Characterization and Genome Insights of Two Novel Plastic-Degrading Acinetobacter Species

The ubiquitous presence of Acinetobacter species in the environment holds significant biotechnology potential, particularly in the degradation of various pollutants. In this study, we present two plastic-degrading bacteria, strains CAAS 2-6 ^T and CAAS 2-13 ^T , isolated from landfill leachate and a strawberry farmland, respectively. Strain CAAS 2-6 ^T showed the highest 16S rRNA sequence similarity (97.7%) with Acinetobacter gerneri DSM 14967 ^T , while strain CAAS 2-13 ^T was most closely related (99.6%) to Acinetobacter gerneri PS-1 ^T . Phylogenetic analysis of 16S rRNA and gyrB - rpoB genes placed both strains on distinct branches.

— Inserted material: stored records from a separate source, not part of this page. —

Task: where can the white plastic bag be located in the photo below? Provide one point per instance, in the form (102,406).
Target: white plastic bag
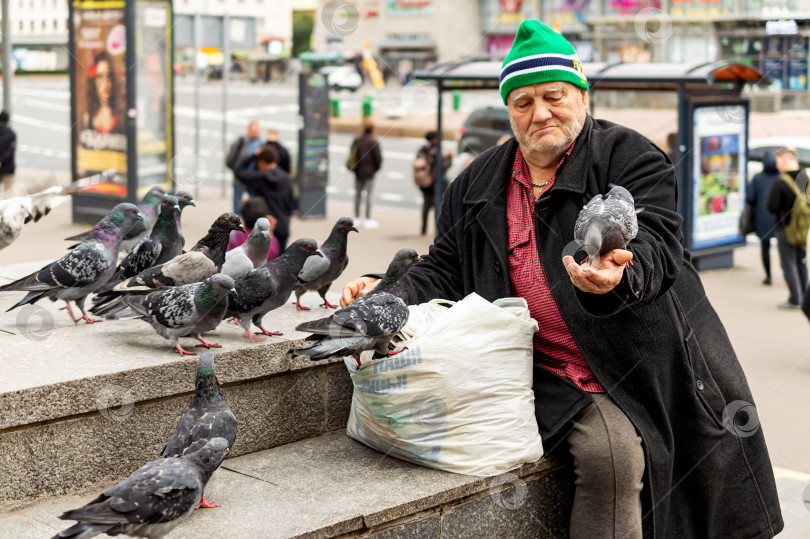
(459,398)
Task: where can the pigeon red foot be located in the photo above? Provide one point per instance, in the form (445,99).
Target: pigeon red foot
(206,344)
(251,337)
(270,333)
(206,504)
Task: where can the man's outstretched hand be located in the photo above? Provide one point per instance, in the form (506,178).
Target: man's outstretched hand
(357,288)
(603,277)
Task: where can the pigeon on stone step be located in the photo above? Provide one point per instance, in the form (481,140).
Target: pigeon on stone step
(605,223)
(153,500)
(318,274)
(268,287)
(209,416)
(185,199)
(17,211)
(252,253)
(180,311)
(149,209)
(204,259)
(368,323)
(84,269)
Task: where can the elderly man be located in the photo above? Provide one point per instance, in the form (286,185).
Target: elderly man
(635,376)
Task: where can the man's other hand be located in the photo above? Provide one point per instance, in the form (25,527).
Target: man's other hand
(357,288)
(603,277)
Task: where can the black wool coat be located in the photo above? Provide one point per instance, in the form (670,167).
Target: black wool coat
(655,343)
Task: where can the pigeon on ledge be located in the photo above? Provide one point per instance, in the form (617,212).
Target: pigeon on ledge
(84,269)
(153,500)
(369,323)
(209,416)
(319,273)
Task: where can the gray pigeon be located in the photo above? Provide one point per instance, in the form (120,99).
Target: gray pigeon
(17,211)
(605,223)
(84,269)
(252,253)
(151,502)
(149,208)
(204,260)
(268,287)
(181,311)
(319,273)
(368,323)
(209,416)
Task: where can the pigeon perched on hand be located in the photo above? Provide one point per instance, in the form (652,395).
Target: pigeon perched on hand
(319,273)
(369,323)
(204,259)
(153,500)
(252,253)
(180,311)
(607,222)
(209,416)
(84,269)
(268,287)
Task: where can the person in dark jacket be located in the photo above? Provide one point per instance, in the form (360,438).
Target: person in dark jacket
(634,376)
(780,203)
(430,151)
(757,196)
(274,140)
(8,146)
(366,147)
(263,177)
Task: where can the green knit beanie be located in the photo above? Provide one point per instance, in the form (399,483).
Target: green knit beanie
(539,54)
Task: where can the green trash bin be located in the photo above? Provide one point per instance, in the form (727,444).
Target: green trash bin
(456,99)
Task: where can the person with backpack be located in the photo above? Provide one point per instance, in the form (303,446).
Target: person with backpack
(365,159)
(243,147)
(792,218)
(425,173)
(756,195)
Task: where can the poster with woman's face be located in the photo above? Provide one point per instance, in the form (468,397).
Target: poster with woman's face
(99,87)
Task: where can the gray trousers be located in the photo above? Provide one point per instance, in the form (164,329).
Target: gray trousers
(360,185)
(609,468)
(794,267)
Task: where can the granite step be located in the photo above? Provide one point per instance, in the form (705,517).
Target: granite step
(332,486)
(84,405)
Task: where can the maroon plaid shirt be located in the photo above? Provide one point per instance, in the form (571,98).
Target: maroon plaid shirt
(557,350)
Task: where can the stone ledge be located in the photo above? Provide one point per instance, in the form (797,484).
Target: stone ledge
(332,486)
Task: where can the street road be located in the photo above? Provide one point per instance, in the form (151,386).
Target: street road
(41,118)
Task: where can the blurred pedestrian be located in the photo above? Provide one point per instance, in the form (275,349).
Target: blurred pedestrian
(365,158)
(266,179)
(429,152)
(757,196)
(242,148)
(8,146)
(274,139)
(780,203)
(251,210)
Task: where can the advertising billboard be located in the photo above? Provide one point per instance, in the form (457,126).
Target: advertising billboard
(719,144)
(153,50)
(98,92)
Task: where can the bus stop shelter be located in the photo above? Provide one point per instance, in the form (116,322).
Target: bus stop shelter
(712,136)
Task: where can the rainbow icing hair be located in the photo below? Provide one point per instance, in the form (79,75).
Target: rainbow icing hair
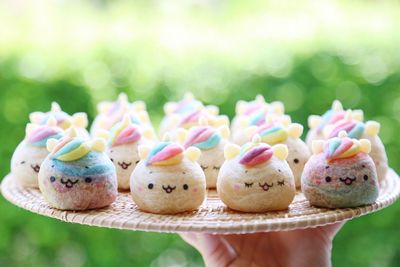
(124,132)
(252,154)
(203,137)
(341,147)
(165,153)
(72,148)
(272,133)
(191,119)
(38,137)
(353,128)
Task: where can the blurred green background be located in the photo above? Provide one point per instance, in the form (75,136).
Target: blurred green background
(305,54)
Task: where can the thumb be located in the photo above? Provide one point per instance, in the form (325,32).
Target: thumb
(214,249)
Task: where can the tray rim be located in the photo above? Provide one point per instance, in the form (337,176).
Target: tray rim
(329,216)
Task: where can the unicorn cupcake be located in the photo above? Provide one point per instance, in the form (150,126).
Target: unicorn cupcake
(211,142)
(78,120)
(253,113)
(245,133)
(31,152)
(168,179)
(340,174)
(256,177)
(77,174)
(110,113)
(123,140)
(360,130)
(290,135)
(175,110)
(318,123)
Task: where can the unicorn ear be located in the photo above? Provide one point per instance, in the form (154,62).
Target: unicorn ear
(55,107)
(193,153)
(103,107)
(99,145)
(102,122)
(358,115)
(51,143)
(212,110)
(30,127)
(103,134)
(280,151)
(231,151)
(278,107)
(372,128)
(317,146)
(203,121)
(181,135)
(71,132)
(295,130)
(327,130)
(365,146)
(286,120)
(337,106)
(169,107)
(250,131)
(314,121)
(80,120)
(51,121)
(139,106)
(260,98)
(240,107)
(188,96)
(167,137)
(143,151)
(224,132)
(123,97)
(36,117)
(148,133)
(348,115)
(221,121)
(243,121)
(143,117)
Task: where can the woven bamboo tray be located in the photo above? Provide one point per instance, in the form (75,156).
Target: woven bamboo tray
(211,217)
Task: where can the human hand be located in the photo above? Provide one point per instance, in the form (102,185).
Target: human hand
(306,247)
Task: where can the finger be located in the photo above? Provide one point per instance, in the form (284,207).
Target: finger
(216,251)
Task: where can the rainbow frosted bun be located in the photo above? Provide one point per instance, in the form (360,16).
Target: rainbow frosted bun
(124,133)
(253,154)
(64,120)
(37,135)
(341,147)
(203,137)
(165,153)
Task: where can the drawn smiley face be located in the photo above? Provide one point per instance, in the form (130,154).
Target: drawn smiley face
(168,189)
(268,186)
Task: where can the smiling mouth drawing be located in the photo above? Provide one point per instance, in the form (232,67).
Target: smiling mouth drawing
(124,165)
(35,168)
(265,186)
(69,183)
(347,180)
(168,189)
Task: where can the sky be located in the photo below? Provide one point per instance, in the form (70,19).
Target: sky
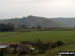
(43,8)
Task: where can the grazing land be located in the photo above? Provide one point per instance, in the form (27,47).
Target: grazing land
(67,37)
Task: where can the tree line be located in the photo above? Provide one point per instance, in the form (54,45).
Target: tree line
(6,27)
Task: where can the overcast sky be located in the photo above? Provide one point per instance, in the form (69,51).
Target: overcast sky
(44,8)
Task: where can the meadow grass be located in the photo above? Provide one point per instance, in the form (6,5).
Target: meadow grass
(45,36)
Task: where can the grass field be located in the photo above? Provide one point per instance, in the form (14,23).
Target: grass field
(65,36)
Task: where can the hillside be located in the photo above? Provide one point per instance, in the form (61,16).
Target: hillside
(32,21)
(68,22)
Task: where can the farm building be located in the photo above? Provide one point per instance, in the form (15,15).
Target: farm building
(66,53)
(4,50)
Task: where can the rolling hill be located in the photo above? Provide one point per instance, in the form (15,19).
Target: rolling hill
(32,21)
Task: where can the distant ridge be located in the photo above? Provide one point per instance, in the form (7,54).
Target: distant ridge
(32,21)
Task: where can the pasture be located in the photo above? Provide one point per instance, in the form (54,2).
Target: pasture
(45,36)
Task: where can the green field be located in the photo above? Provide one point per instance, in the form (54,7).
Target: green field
(65,36)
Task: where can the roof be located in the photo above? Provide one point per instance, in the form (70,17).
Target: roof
(66,52)
(3,46)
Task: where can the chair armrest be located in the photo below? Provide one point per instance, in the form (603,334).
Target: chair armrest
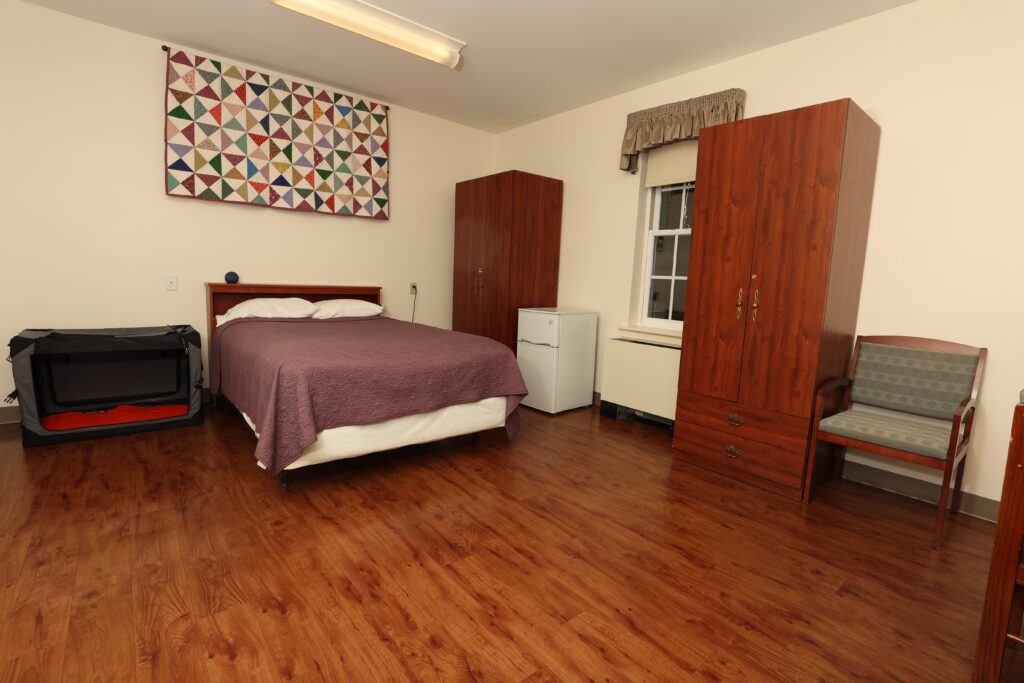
(962,410)
(830,385)
(964,415)
(826,388)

Genomic comparisons revealed the highest digital DNA–DNA hybridization (dDDH) / average nucleotide identity (ANI) values for CAAS 2-6 ^T with Acinetobacter indicus CIP 110367 ^T (22.7%/77.0%) and for CAAS 2-13 ^T with Acinetobacter gerneri PS-1 ^T (66.5%/96.0%). Based on phenotypic and chemotaxonomic data, we propose strain CAAS 2-6 ^T as the novel species Acinetobacter lentus sp. nov. (type strain CAAS 2-6 ^T = GDMCC 1.3951 ^T = JCM 36321 ^T = KCTC 8156 ^T ), and strain CAAS 2-13 ^T as the novel subspecies Acinetobacter kanungonis subsp. fragariae subsp. nov. (type strain CAAS 2-13 ^T = GDMCC 1.3956 ^T = JCM 36322 ^T = KCTC 8157 ^T ). Both strains utilized PLA, PBSA, PBS, PBAT, and PBT as sole carbon sources, with CAAS 2-6 ^T exhibiting superior growth on PBSA, PBS, and PBAT. Genomic annotation identified genes encoding plastic-degrading enzymes multicopper oxidase AbMCO and alkane hydroxylase AlkB. Enzymatic depolymerization assays confirmed in vitro production of plastic monomers. These findings expand the known metabolic capabilities of Acinetobacter and provide promising new candidates for plastic bioremediation.